Pagi ini, aku terbangun dengan perasaan yang aneh. Seperti ada sesuatu yang hilang, tapi aku tidak tahu apa. Aku duduk di tepi tempat tidur, menatap langit-langit kamar yang kosong. Aku mencoba mengingat mimpi semalam, tapi yang tersisa hanya perasaan rindu yang menusuk. Rindu yang tidak tahu kepada siapa, tapi terasa begitu nyata. Aku bangkit dari tempat tidur dan berjalan ke dapur. Membuat secangkir kopi dan duduk di balkon, menatap langit yang mulai cerah.
"Kenapa aku merasa seperti ini?" gumamku pelan. Aku mencoba mengalihkan pikiran dengan membaca buku, menonton film, bahkan mencoba memasak resep baru. Tapi perasaan itu tetap ada. Menghantui setiap langkahku. Aku mencoba menulis, menuangkan perasaan ini ke dalam kata-kata. Tapi setiap kali aku mencoba, air mata mulai mengalir tanpa bisa aku tahan. Aku sadar, aku merindukan seseorang. Seseorang yang mungkin tidak pernah aku miliki, atau mungkin sudah pergi dari hidupku. Rindu ini seperti hantu yang diam-diam menyiksa. Ia datang tanpa permisi, tinggal tanpa undangan, dan pergi tanpa pamit.
Aku mencoba berbicara dengan teman-temanku, menceritakan perasaan ini. Tapi mereka hanya tertawa dan berkata, "Ah, kamu terlalu banyak berpikir." Mungkin mereka benar. Mungkin aku terlalu banyak berpikir. Tapi perasaan ini nyata. Dan aku tidak tahu bagaimana cara menghadapinya. Aku mencoba menulis surat kepada orang yang aku rindukan. Tapi setiap kali aku mencoba, aku tidak tahu harus menulis apa.
Akhirnya, aku hanya menulis: "Aku merindukanmu."
Dan itu sudah cukup.
Aku tidak tahu apakah surat itu akan sampai, atau apakah orang itu akan membacanya. Tapi setidaknya, aku sudah mengungkapkan perasaanku. Rindu ini mungkin tidak akan pernah hilang. Tapi aku belajar untuk menerimanya. Untuk hidup berdampingan dengannya.
Karena rindu adalah bukti bahwa aku pernah mencintai.

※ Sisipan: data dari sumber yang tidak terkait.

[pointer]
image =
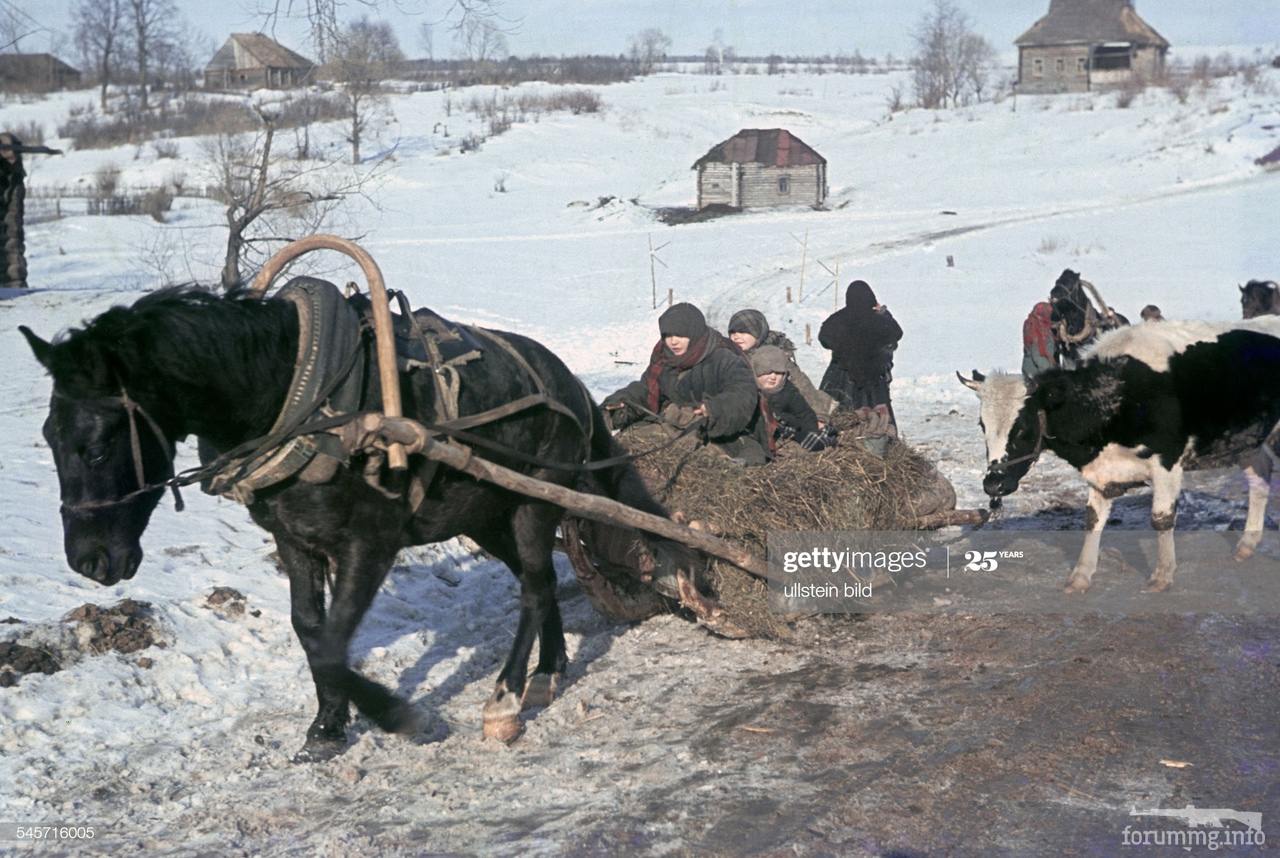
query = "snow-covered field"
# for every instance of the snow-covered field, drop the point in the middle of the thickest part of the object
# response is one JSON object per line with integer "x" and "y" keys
{"x": 1157, "y": 202}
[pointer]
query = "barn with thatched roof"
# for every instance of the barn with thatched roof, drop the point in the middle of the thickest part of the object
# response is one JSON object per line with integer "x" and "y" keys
{"x": 762, "y": 167}
{"x": 36, "y": 73}
{"x": 255, "y": 62}
{"x": 1084, "y": 45}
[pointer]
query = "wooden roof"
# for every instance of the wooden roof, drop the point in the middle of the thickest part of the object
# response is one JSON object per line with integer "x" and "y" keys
{"x": 1091, "y": 22}
{"x": 33, "y": 65}
{"x": 255, "y": 51}
{"x": 771, "y": 146}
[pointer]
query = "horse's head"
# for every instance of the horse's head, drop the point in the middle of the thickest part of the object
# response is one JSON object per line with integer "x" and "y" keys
{"x": 1011, "y": 430}
{"x": 1260, "y": 299}
{"x": 106, "y": 450}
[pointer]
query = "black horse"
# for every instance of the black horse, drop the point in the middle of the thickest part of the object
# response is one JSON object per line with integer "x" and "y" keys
{"x": 1260, "y": 299}
{"x": 1077, "y": 323}
{"x": 190, "y": 363}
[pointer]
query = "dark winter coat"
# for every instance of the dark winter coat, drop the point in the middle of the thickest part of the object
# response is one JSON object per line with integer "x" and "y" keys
{"x": 722, "y": 380}
{"x": 791, "y": 411}
{"x": 862, "y": 341}
{"x": 754, "y": 323}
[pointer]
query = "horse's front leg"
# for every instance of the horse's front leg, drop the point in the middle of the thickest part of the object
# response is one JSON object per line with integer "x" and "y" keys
{"x": 526, "y": 550}
{"x": 328, "y": 733}
{"x": 327, "y": 639}
{"x": 1165, "y": 488}
{"x": 1087, "y": 564}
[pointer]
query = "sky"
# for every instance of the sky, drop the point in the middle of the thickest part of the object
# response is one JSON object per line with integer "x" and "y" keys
{"x": 752, "y": 27}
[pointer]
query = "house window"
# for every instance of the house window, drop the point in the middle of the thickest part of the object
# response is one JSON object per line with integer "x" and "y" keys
{"x": 1111, "y": 56}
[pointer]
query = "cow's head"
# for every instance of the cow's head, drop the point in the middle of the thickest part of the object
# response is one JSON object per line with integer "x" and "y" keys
{"x": 1011, "y": 429}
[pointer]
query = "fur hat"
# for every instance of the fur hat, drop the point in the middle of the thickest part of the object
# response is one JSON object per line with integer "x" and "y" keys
{"x": 750, "y": 322}
{"x": 769, "y": 359}
{"x": 682, "y": 320}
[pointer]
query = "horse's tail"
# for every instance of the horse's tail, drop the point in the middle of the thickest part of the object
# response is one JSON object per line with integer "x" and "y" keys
{"x": 622, "y": 483}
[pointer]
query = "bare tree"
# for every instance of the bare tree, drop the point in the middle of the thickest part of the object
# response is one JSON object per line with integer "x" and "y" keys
{"x": 269, "y": 199}
{"x": 648, "y": 48}
{"x": 426, "y": 39}
{"x": 99, "y": 36}
{"x": 951, "y": 62}
{"x": 16, "y": 24}
{"x": 323, "y": 16}
{"x": 151, "y": 28}
{"x": 481, "y": 41}
{"x": 362, "y": 58}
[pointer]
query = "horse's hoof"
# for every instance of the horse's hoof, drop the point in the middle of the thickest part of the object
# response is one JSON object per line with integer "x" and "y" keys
{"x": 318, "y": 751}
{"x": 1075, "y": 584}
{"x": 504, "y": 730}
{"x": 400, "y": 719}
{"x": 502, "y": 716}
{"x": 540, "y": 690}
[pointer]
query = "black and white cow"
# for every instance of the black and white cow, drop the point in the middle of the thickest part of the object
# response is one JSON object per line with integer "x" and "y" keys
{"x": 1147, "y": 404}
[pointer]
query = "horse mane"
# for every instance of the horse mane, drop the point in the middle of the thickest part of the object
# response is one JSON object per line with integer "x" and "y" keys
{"x": 182, "y": 329}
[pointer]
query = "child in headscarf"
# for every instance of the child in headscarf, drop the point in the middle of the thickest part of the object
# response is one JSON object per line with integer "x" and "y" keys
{"x": 696, "y": 374}
{"x": 750, "y": 331}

Dan itu adalah hal yang indah.
Hari-hari berlalu, dan rindu itu tetap tinggal. Ia tidak pergi, tidak juga berkurang. Ia hanya berubah bentuk, menjadi senyuman palsu di wajahku, menjadi tawa yang terdengar hampa, menjadi malam-malam panjang yang aku habiskan dengan menatap langit-langit kamar. Aku mencoba menjalani hari seperti biasa. Bangun pagi, bekerja, bertemu teman-teman, tertawa bersama mereka. Tapi di dalam hatiku, ada ruang kosong yang tidak bisa diisi oleh apa pun.
Aku mulai menulis lagi. Bukan untuk mengusir rindu, tapi untuk berdamai dengannya. Aku menulis tentang kenangan-kenangan indah, tentang tawa yang pernah kita bagi, tentang pelukan yang pernah menghangatkan hati. Menulis membuatku merasa lebih baik. Setidaknya, aku bisa menuangkan perasaanku ke dalam kata-kata.
Suatu malam, aku bermimpi tentangmu. Dalam mimpi itu, kita duduk berdua di taman, berbicara tentang hal-hal kecil yang membuat kita tertawa. Aku terbangun dengan senyuman di wajahku, dan air mata di pipiku. Aku sadar, rindu ini tidak akan pernah benar-benar hilang. Tapi aku belajar untuk menerimanya sebagai bagian dari hidupku.
Rindu ini mengajarkanku untuk menghargai setiap momen, untuk mencintai dengan sepenuh hati, dan untuk tidak pernah menyesal telah mencintai. Aku tidak tahu apakah kita akan bertemu lagi. Tapi jika suatu hari nanti kita bertemu, aku akan tersenyum dan berkata, "Terima kasih telah menjadi bagian dari hidupku."
Dan jika tidak, aku akan tetap mengenangmu dengan cinta dan rindu yang diam-diam menyiksa, tapi juga menguatkan.